What is national identity?  Does such a thing exist?  Who defines whom?  How do these questions inform the study of literature?

It shouldn’t surprise you that these questions form the foundation of po-co study.  Based on your thoughtful responses from last week, you already have thought about your position as po-co scholars and the danger of a single story.  This week’s readings take that idea into the theoretical realm.  You will be introduced to four quintessential essays dealing with the questions of defining identity and nationality, and I am guessing you will think a lot about your subject positions of teacher, student, American, etc…

For blog post three, I would like to see you write a response where you integrate your ideas about Fanon, Cesaire (I don’t know how to do an accented “e,” so I apologize!), Anderson, and Jameson along with the definitions from the Ashcroft text.  Think two-ish page response paper.  I would like to see some direct quotes from the texts that you are wrangling with.  These are four doozies, so stay strong, and feel free to email me (or do a quickie blog post) with questions.  That is the point of theory.  I find the more I read, the less I know (cue cheesy music).

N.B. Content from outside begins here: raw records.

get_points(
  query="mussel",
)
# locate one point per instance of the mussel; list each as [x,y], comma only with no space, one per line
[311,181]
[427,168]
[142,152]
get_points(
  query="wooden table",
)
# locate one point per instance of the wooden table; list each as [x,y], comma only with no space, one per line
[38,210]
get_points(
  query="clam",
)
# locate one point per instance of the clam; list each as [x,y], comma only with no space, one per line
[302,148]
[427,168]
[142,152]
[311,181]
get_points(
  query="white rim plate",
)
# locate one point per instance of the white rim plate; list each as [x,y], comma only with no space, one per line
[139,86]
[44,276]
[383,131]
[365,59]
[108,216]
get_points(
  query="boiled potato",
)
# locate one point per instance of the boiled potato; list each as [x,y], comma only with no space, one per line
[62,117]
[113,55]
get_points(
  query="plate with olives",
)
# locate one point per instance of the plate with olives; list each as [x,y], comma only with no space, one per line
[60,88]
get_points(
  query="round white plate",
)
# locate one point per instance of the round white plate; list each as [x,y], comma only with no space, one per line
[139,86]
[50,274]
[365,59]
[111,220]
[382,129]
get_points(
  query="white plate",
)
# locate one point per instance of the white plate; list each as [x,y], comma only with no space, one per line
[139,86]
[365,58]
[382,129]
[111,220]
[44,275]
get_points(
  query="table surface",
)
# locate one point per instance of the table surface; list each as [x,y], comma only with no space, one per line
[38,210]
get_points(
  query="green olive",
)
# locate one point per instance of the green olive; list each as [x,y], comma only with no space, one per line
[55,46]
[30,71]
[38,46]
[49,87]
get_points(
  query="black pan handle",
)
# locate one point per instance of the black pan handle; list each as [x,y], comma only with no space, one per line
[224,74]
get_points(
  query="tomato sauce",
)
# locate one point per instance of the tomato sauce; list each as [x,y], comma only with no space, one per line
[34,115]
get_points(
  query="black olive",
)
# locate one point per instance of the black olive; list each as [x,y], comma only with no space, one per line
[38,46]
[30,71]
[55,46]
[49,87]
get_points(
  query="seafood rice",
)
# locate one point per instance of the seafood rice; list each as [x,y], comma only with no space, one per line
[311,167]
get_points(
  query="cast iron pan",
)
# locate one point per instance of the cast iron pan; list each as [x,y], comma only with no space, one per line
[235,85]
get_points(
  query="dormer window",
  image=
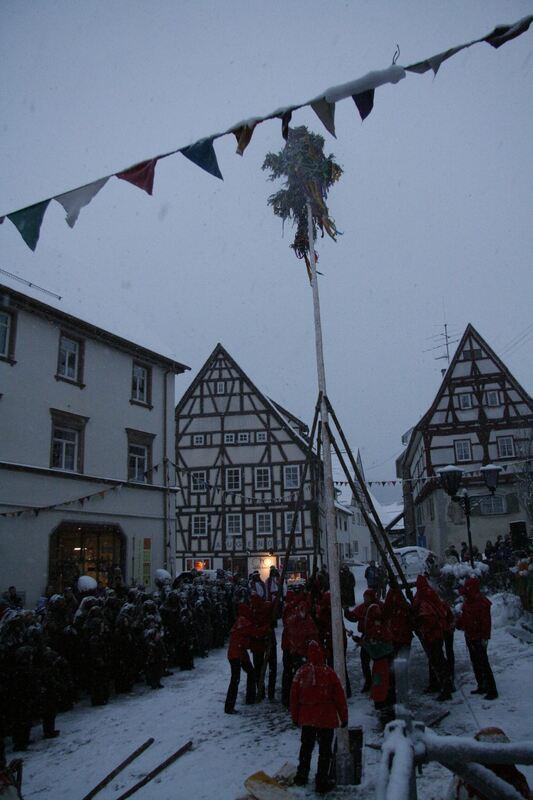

Remember, your job every week is to do one extensive post as outlined above and two shorter responses.  I don’t know about you, but I am already feeling disorganized when it comes to keeping track of posts.  You don’t have to.  I just want you to write your best work, read everyone’s posts, and reply to two.  I don’t want anyone getting overwhelmed by posting when really I want you to focus on creating your own original scholarship.